So when it comes to 3d material do any of you use these kind of principles to quickly tune your materials? Do you take your materials into different environment situations to gauge how they react under certain situations? or do you just tune them in the scene to look right from a certain view? From my experience a material set up from one camera angle will look like a completely different material when looked at from another. Is it possible to represent a material that will work from any angle or lighting situation with the tools we have currently? At the end of the day this all boils down to real world material BRDFs and from what I know there still isn't a shader out there yet that can read BRDF scanned data.
So saying this do any of you build your material libraries in this fashion before you take them into your scenes?

bonestructure
09-10-2009, 06:41 PM
I mostly use custom maps created for specific scenes. As such, I have to tune the texture for that particular scene, lighting, color balance and all. And even if I use procedurals, I have to tune for that particular scene. A chrome or brass or glass texture may look good in one scene, and not so hot in another with different lighting. I tend to try to make my own procedurals as well. At the moment, I'm trying to work out a good seawater texture for Vray. It involves experimenting and all. And even if I create a great seawater material, it may go all wonky when I put it in a scene and I have to futz with it more. Really, I think you have to go scene by scene, adjusting reflectivity, specular, bump, displace, the whole procedure.

rdane1010
09-13-2009, 09:55 AM
Houdini is the best software I've come across for this and its all I use now for material shading... the VEX networks in it let you control every aspect of the material, the way the light interacts and everything... something I recommend checking out if you want to get really into material shading.

As far as materials looking different from different angles.. I don't know what software you're using but that shouldn't be the case if you have the lighting set up properly, if you are using surface mapping make sure to use displacement maps instead of bump maps as bump maps could cause the issue you are describing

SYmek
09-13-2009, 08:31 PM
So when it comes to 3d material do any of you use these kind of principles to quickly tune your materials? Do you take your materials into different environment situations to gauge how they react under certain situations? or do you just tune them in the scene to look right from a certain view? From my experience a material set up from one camera angle will look like a completely different material when looked at from another. Is it possible to represent a material that will work from any angle or lighting situation with the tools we have currently? At the end of the day this all boils down to real world material BRDFs and from what I know there still isn't a shader out there yet that can read BRDF scanned data.
So saying this do any of you build your material libraries in this fashion before you take them into your scenes?

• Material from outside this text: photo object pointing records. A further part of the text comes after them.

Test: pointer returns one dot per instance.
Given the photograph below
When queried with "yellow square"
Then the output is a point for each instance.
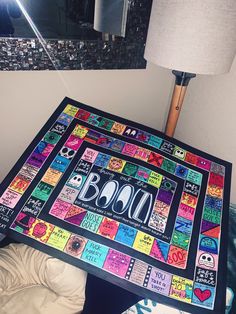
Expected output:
(58, 238)
(181, 289)
(118, 128)
(143, 242)
(80, 131)
(40, 230)
(52, 176)
(155, 179)
(71, 110)
(116, 164)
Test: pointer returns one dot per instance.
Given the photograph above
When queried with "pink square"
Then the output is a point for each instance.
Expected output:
(186, 211)
(89, 155)
(207, 260)
(117, 263)
(60, 208)
(10, 198)
(74, 142)
(203, 163)
(129, 149)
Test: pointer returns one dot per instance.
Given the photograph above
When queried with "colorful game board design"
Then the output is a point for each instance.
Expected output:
(114, 197)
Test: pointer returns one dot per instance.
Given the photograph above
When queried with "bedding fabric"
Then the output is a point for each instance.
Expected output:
(34, 282)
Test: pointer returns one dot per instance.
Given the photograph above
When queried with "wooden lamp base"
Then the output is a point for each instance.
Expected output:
(181, 83)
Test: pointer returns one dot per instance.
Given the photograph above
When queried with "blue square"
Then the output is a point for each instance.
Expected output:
(126, 235)
(203, 295)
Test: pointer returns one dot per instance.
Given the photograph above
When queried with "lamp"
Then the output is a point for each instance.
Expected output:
(111, 16)
(191, 37)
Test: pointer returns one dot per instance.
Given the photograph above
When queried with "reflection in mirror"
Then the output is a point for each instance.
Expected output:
(60, 35)
(55, 19)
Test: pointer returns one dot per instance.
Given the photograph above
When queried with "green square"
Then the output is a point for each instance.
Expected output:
(155, 141)
(42, 191)
(180, 239)
(91, 222)
(106, 124)
(194, 177)
(168, 165)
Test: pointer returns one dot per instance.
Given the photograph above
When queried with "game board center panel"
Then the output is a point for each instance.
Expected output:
(109, 195)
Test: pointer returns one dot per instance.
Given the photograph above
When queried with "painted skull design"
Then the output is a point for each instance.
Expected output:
(67, 152)
(76, 181)
(207, 260)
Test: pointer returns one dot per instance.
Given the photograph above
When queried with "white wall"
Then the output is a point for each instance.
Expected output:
(207, 120)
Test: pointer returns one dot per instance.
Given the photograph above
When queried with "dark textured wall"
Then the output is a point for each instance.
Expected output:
(123, 53)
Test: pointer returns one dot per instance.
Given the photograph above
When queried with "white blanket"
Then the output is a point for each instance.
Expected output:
(32, 282)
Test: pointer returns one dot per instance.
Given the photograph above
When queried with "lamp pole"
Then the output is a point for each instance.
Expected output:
(181, 82)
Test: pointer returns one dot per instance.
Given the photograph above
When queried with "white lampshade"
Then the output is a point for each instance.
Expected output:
(111, 16)
(195, 36)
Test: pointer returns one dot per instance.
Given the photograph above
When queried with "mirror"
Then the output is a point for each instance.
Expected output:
(60, 34)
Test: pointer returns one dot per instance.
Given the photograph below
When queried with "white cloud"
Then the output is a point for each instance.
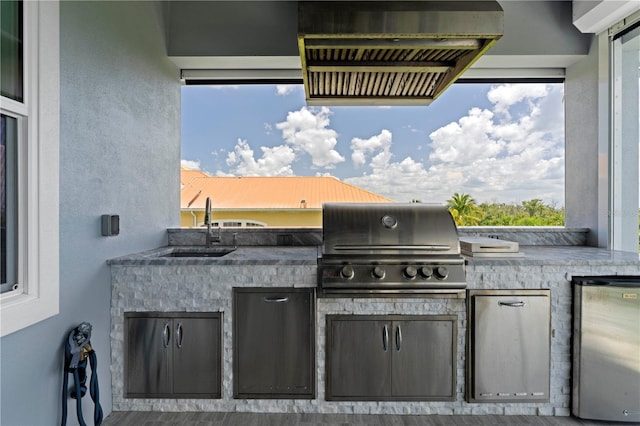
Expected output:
(506, 95)
(275, 161)
(308, 132)
(484, 154)
(190, 164)
(363, 148)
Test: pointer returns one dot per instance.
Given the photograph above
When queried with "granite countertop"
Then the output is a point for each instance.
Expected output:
(561, 255)
(244, 255)
(308, 255)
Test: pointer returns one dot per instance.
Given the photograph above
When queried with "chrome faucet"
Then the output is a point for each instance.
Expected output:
(207, 221)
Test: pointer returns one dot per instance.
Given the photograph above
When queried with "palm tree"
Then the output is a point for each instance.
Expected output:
(534, 207)
(464, 210)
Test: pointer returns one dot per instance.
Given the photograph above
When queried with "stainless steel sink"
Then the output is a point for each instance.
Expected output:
(199, 252)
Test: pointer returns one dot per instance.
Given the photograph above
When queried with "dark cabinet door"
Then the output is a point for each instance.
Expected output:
(391, 357)
(147, 362)
(196, 357)
(424, 359)
(274, 343)
(359, 357)
(173, 355)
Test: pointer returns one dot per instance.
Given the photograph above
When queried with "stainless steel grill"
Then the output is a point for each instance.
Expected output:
(390, 249)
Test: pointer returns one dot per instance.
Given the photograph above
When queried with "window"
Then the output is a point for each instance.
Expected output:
(625, 177)
(502, 144)
(29, 128)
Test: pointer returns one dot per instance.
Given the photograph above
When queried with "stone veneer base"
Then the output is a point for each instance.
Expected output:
(208, 288)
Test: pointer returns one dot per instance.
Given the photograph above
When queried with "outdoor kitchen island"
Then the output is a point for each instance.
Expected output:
(153, 281)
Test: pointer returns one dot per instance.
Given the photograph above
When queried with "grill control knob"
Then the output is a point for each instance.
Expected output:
(347, 272)
(426, 272)
(410, 272)
(441, 272)
(378, 272)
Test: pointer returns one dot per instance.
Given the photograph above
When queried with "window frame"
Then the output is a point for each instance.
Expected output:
(623, 147)
(37, 296)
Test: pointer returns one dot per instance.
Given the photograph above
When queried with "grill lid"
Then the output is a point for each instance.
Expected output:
(388, 228)
(391, 52)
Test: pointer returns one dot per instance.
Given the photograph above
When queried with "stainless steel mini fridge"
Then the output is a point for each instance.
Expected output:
(606, 348)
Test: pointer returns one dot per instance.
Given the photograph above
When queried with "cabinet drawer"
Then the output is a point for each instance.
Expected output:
(508, 354)
(274, 343)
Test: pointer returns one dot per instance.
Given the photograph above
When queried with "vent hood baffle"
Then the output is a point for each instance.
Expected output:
(391, 53)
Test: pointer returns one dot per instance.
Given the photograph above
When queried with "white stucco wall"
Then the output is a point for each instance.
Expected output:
(119, 152)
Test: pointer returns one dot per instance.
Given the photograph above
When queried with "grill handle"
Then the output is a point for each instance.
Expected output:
(512, 303)
(275, 299)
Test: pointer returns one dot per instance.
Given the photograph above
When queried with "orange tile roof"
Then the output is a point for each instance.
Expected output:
(187, 175)
(249, 193)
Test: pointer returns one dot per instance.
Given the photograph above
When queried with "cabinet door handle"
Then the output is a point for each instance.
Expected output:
(179, 335)
(275, 299)
(385, 338)
(512, 303)
(166, 335)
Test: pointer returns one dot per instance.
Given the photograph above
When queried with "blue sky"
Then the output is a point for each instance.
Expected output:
(498, 143)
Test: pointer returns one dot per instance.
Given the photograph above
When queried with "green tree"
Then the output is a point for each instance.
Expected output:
(464, 210)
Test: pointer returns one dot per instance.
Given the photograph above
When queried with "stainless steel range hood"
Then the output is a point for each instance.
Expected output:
(391, 52)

The thing you're cruising around is sometimes called "pallete". Pallete is a set of material's parameters with accompanying lighting conditions, which allows artists quickly jump into predefined look of certain asset (e.g. "Smith's barn at night"). Palletes are prepered during look development process and used as a starting point for tweaking particular scenes. They consist with both materials and light rigs.

There is nothing like a general material that will look great under any conditions, so for example quite often single object will have different materials for close up shots and for totals. Another evident reason to switch materials is optimazation.

On the other hand, if your object's look depends too much of camera's angle and it's pretty unstable, there could be something wrong with it. Well prepared material (or production shader) should behave at least predictible. It was (should be) designed with particular usage in mind and (should) behaves properly in it.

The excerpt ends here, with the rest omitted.